Believe (Faith & Friendship Series)

Home > Other > Believe (Faith & Friendship Series) > Page 4
Believe (Faith & Friendship Series) Page 4

by Jayne, S. L.


  Matt stands in front of me, with his arms slightly raised, the look on his face is almost as if he’s asking for permission to dance with me. I bravely take a step forward and walk into his arms, wrapping my arms around his waist. We move in time with each other, his hands slide down my back, causing my back to arch and press my chest against him. I don’t think that’s such a good idea, so I turn around, keeping his arms wrapped around me, I feel his body press up against my back.

  “You’re gonna kill me, baby. This song… you have no idea,” Matt’s velvety deep voice escapes into my ear.

  Feeling bold, I ignore his words and slide my body down his and back up, slowly. I can feel his chest heaving, like he’s struggling to let out a breath. His hands grip my hips, pressing my ass into his groin, and I have no control over the smile spreading across my face at the feel of his erection through his jeans.

  Turning to face him, I pull his head down level with mine, so he can hear me. “You need to take another shot, big man.” I smile and turn back around.

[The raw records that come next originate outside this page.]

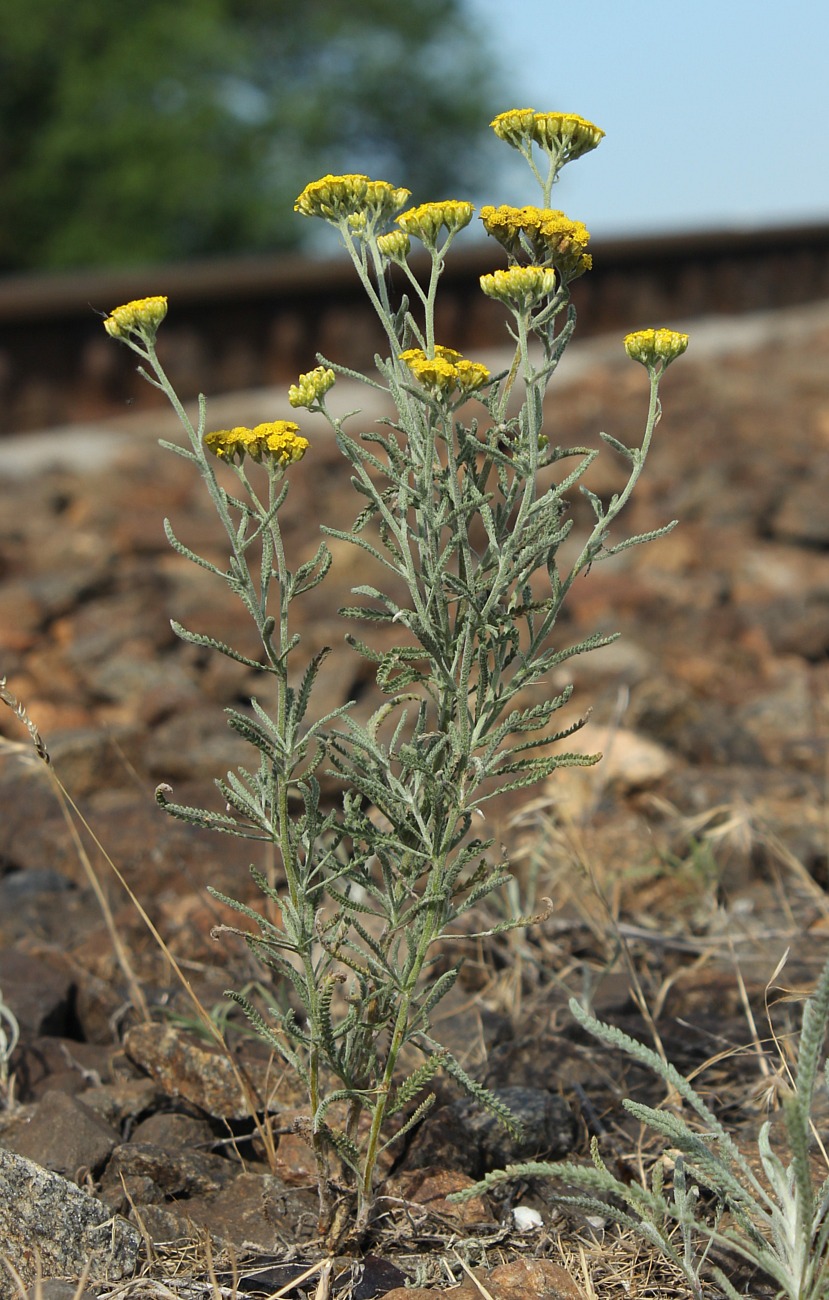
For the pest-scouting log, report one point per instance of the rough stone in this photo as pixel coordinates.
(251, 1213)
(46, 1221)
(38, 991)
(430, 1187)
(143, 1173)
(465, 1136)
(64, 1135)
(196, 1071)
(539, 1279)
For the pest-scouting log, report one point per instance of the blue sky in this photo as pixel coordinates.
(716, 113)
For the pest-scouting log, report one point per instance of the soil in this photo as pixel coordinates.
(688, 871)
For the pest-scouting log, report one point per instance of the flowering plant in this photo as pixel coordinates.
(464, 516)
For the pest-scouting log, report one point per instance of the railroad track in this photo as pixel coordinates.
(259, 321)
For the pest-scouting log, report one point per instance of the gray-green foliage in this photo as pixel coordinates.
(464, 518)
(777, 1222)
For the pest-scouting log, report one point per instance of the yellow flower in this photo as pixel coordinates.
(426, 220)
(312, 386)
(339, 198)
(515, 126)
(140, 316)
(546, 234)
(563, 135)
(446, 371)
(655, 347)
(471, 375)
(520, 287)
(395, 246)
(229, 443)
(277, 442)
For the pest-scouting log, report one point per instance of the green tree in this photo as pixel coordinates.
(146, 130)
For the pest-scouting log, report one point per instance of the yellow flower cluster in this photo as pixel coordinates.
(339, 198)
(655, 346)
(277, 442)
(395, 246)
(546, 234)
(564, 135)
(520, 287)
(428, 219)
(140, 316)
(446, 371)
(311, 386)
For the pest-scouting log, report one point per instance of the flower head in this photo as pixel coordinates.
(395, 246)
(655, 347)
(428, 219)
(515, 126)
(140, 316)
(446, 371)
(277, 442)
(312, 386)
(547, 235)
(520, 287)
(563, 135)
(341, 198)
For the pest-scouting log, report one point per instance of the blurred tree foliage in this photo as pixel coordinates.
(147, 130)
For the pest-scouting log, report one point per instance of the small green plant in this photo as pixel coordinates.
(778, 1225)
(461, 520)
(9, 1038)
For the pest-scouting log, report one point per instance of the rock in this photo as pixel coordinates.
(174, 1131)
(532, 1279)
(432, 1294)
(143, 1173)
(802, 514)
(61, 1065)
(64, 1135)
(47, 1220)
(252, 1213)
(38, 991)
(467, 1136)
(430, 1187)
(198, 1071)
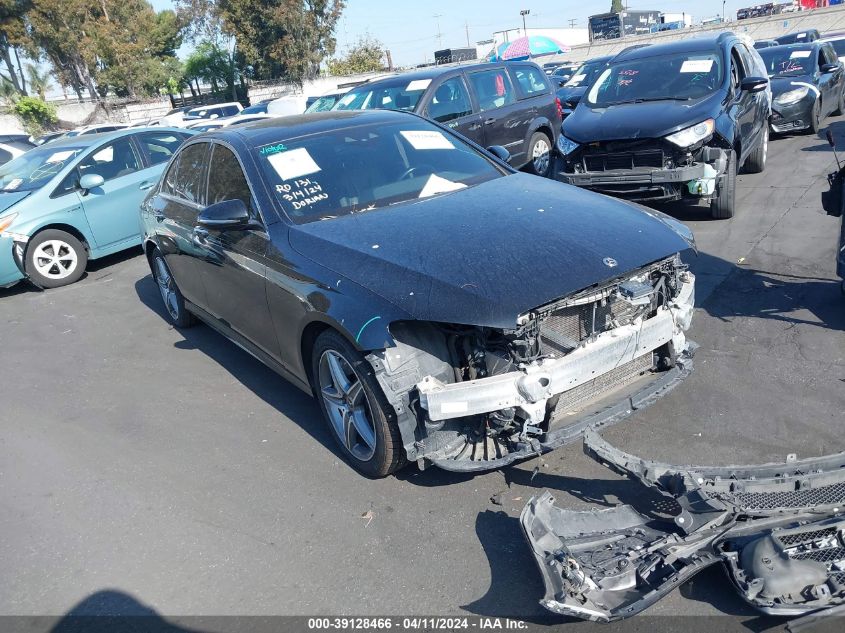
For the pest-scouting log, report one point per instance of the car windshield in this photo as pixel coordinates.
(586, 74)
(362, 167)
(675, 77)
(36, 168)
(323, 104)
(394, 94)
(781, 60)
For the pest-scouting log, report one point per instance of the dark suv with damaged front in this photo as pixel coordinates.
(671, 121)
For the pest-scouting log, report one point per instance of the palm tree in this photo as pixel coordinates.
(39, 81)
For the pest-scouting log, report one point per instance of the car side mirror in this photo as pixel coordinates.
(754, 84)
(90, 181)
(229, 214)
(499, 152)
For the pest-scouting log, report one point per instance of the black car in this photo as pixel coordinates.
(571, 91)
(444, 308)
(511, 104)
(671, 121)
(807, 85)
(799, 37)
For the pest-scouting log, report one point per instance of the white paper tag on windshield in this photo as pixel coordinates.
(427, 139)
(58, 157)
(293, 163)
(697, 66)
(418, 84)
(435, 184)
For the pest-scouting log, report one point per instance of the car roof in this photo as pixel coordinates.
(267, 131)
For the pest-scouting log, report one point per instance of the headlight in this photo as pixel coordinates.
(6, 222)
(693, 134)
(565, 145)
(792, 96)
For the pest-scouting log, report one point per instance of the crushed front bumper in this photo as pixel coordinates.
(777, 528)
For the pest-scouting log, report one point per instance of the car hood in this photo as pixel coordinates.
(652, 119)
(785, 84)
(484, 255)
(10, 198)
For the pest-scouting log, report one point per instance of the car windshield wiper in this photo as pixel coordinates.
(647, 99)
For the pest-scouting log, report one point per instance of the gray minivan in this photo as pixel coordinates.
(511, 104)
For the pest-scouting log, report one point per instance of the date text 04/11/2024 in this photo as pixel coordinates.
(414, 623)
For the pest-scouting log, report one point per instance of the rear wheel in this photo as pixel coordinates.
(540, 154)
(722, 206)
(174, 302)
(55, 258)
(361, 420)
(756, 162)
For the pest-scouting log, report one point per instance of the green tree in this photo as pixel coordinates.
(367, 55)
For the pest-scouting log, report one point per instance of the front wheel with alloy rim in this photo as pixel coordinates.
(540, 153)
(174, 302)
(361, 420)
(756, 162)
(55, 258)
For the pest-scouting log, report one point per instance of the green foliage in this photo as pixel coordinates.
(367, 55)
(35, 113)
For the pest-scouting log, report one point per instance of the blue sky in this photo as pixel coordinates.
(409, 29)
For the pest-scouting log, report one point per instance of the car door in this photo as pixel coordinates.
(504, 119)
(112, 209)
(232, 264)
(175, 208)
(450, 103)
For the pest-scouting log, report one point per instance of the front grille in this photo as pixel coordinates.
(562, 330)
(623, 160)
(823, 495)
(606, 382)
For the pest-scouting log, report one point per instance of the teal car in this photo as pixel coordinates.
(77, 199)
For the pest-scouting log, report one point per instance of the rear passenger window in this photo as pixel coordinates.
(532, 81)
(160, 146)
(226, 180)
(450, 101)
(190, 176)
(492, 88)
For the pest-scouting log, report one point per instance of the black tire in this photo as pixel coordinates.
(541, 166)
(815, 118)
(388, 454)
(171, 296)
(840, 104)
(723, 204)
(756, 162)
(55, 258)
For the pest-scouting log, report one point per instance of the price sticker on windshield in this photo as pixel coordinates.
(697, 66)
(427, 139)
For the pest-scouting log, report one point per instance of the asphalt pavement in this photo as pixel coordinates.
(143, 467)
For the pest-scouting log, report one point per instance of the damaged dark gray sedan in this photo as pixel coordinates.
(444, 308)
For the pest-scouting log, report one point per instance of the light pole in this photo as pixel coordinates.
(523, 13)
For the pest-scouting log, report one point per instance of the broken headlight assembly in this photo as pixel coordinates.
(777, 529)
(693, 134)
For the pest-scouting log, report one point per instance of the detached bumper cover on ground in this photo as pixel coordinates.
(777, 528)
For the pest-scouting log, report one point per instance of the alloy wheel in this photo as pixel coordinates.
(55, 259)
(347, 405)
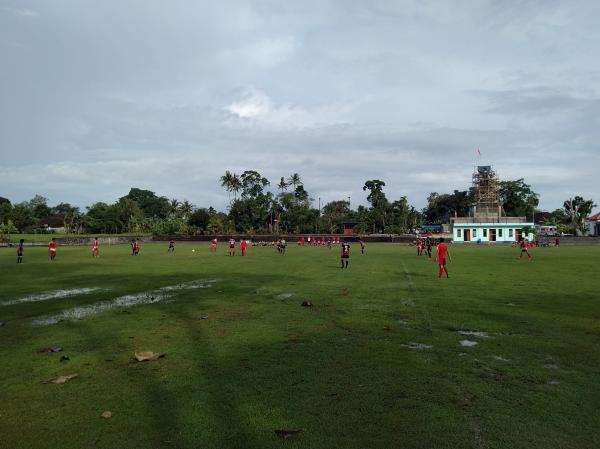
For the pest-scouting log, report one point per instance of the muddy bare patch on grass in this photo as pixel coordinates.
(467, 333)
(151, 297)
(413, 345)
(56, 294)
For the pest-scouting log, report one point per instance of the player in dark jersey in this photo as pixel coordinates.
(428, 246)
(52, 248)
(345, 254)
(20, 251)
(525, 249)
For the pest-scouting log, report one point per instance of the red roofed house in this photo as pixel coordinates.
(594, 225)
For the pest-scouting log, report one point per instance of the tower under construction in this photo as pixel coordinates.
(486, 185)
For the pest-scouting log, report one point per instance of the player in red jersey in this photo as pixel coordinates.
(52, 248)
(440, 255)
(95, 248)
(345, 253)
(20, 249)
(525, 249)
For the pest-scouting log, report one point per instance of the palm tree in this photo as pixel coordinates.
(173, 207)
(236, 185)
(283, 185)
(294, 180)
(227, 182)
(185, 209)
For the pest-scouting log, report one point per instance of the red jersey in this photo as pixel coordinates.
(442, 249)
(345, 249)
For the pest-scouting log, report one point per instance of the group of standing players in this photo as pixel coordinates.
(441, 253)
(424, 246)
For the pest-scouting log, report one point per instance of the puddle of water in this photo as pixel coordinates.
(151, 297)
(474, 334)
(413, 345)
(56, 294)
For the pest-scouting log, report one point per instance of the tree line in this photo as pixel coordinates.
(255, 207)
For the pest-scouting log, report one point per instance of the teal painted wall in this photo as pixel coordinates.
(481, 231)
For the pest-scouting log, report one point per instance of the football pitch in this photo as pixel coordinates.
(503, 354)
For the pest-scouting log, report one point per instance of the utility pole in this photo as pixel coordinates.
(319, 216)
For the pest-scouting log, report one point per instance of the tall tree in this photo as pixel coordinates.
(578, 209)
(517, 198)
(283, 185)
(294, 180)
(227, 182)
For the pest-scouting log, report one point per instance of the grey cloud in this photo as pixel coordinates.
(98, 97)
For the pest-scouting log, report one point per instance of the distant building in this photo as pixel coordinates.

  He spins me back around to face him. “You need to stop being so fucking sexy, shorty. Shit, I only have so much self-control, and around you? It’s like being on thin ice,” he breathed into my hair.

  “I’m sorry, Matt, I don’t mean to make it hard for you,” I blush as soon as the words come out.

  I feel his chest rumble from his laugh. “Don’t be sorry, baby, it’s a better memory than the last time we were here.”

  That reminds me of our screaming match, the one that ended in me walking out of here after telling him to go fuck himself. It also reminds me of what Ava said, that Matt had announced that night that he wanted me.

  “Did you really say you wanted me that night? Ava told me the next day what you’d said, but I didn’t remember, or really believe her.”

  Watching his megawatt smile appear across his face, I think he definitely said it.

  “Yeah, I said it… it’s true, I really meant it. I still do,” he nodded.

  “What do you want from me, Matt?”

  “Nothing, beautiful… just you, always just you. As long as I have all of you, every single piece of you, that will always be enough. Believe me.”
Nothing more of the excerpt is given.